A movie, of all things. At issue was “The Grey,” a just-released movie starring Liam Neeson about a group of oil workers who survive a plane crash in remote Alaska only to be pursued and eaten, one-by-one, by wolves.

It is, Jurewicz said, a terrestrial version of “Jaws.”

The common lament in the hallway was that, after all these years of recovery work and of efforts to correct much of the wrong-headed mythology about wolves, along comes a movie that turns them into man-eating monsters. The truth is, wolves generally don’t eat people. In fact, according to Minnesota’s International Wolf Center, there are only two documented cases of wolves killing humans – an incident in 2005 in Saskatchewan and another at Chignik Lake in Alaska in 2010.

But the tendency to demonize wolves once again seems on the rise everywhere. A Western hunting and anti-wolf group called Lobo Watch runs a web page in which it calls for the extermination of wolves. And even here in Wisconsin – at the very hearing attended by the researchers last week – some proponents of a wolf hunting season seemed all too willing to return to stereotypes of the wolf as a bloodthirsty killer of livestock and deer to justify a hunting season.

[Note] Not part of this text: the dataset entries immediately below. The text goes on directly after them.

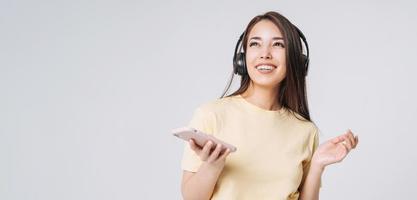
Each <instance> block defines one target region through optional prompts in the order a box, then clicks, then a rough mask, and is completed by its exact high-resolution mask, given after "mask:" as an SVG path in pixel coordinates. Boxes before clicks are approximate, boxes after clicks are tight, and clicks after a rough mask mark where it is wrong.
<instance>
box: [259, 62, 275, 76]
mask: <svg viewBox="0 0 417 200" xmlns="http://www.w3.org/2000/svg"><path fill="white" fill-rule="evenodd" d="M255 68H256V69H257V70H258V72H260V73H262V74H268V73H271V72H272V71H273V70H274V69H276V68H277V67H276V66H275V65H271V64H260V65H257V66H256V67H255Z"/></svg>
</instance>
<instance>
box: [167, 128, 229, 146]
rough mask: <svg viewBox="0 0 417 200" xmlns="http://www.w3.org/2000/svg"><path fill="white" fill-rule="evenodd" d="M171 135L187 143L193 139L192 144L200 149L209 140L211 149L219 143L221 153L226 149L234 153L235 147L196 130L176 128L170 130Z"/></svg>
mask: <svg viewBox="0 0 417 200" xmlns="http://www.w3.org/2000/svg"><path fill="white" fill-rule="evenodd" d="M172 133H173V134H174V136H177V137H178V138H181V139H183V140H185V141H187V142H188V141H189V140H190V139H193V140H194V142H195V143H196V144H197V145H198V146H200V147H203V146H204V144H206V142H207V141H209V140H210V141H212V142H213V145H212V146H213V148H215V147H216V145H217V144H218V143H220V144H221V145H222V152H223V151H225V150H226V149H227V148H229V149H230V152H235V151H236V147H235V146H233V145H231V144H228V143H226V142H224V141H221V140H220V139H217V138H215V137H214V136H212V135H209V134H207V133H203V132H202V131H200V130H197V129H195V128H190V127H182V128H177V129H174V130H172Z"/></svg>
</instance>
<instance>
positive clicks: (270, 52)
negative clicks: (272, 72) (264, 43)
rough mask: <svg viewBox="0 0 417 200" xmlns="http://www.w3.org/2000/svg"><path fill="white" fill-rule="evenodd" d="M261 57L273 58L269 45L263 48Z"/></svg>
mask: <svg viewBox="0 0 417 200" xmlns="http://www.w3.org/2000/svg"><path fill="white" fill-rule="evenodd" d="M261 58H263V59H271V58H272V55H271V50H270V49H269V48H268V47H267V48H263V49H262V52H261Z"/></svg>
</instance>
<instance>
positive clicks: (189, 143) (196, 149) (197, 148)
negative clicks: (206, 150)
mask: <svg viewBox="0 0 417 200" xmlns="http://www.w3.org/2000/svg"><path fill="white" fill-rule="evenodd" d="M189 144H190V147H191V149H192V150H193V151H195V152H196V153H197V154H199V153H200V151H201V148H200V147H199V146H198V145H197V144H195V142H194V140H193V139H190V141H189Z"/></svg>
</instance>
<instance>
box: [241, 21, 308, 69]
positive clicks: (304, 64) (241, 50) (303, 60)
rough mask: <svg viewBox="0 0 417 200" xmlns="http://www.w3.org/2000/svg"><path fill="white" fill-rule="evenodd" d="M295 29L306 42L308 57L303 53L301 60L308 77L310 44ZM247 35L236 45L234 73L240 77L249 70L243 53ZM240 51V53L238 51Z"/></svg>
mask: <svg viewBox="0 0 417 200" xmlns="http://www.w3.org/2000/svg"><path fill="white" fill-rule="evenodd" d="M293 26H294V28H295V29H296V30H297V32H298V35H300V38H301V40H302V41H303V42H304V45H305V46H306V50H307V55H304V54H303V53H302V54H301V59H302V63H303V65H304V68H305V75H306V76H307V72H308V64H309V61H310V57H309V55H310V53H309V49H308V43H307V40H306V38H305V36H304V34H303V32H301V30H300V29H298V28H297V27H296V26H295V25H293ZM245 35H246V31H245V32H243V33H242V34H241V35H240V37H239V40H238V41H237V43H236V47H235V52H234V54H233V73H235V74H238V75H241V76H243V75H246V74H247V73H248V72H247V69H246V56H245V52H242V47H243V44H242V43H243V42H242V40H243V38H244V37H245ZM238 49H239V51H238Z"/></svg>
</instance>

All of the respected biologists who testified last week before the Assembly Natural Resources Committee, while supporting the idea of a wolf hunting season, also cautioned that more research is necessary to fully understand the impact of a hunt on a recovering population. During the quiet conversation in the Capitol hallway before the hearing, the researchers said that none of them had been contacted by authors of the bill.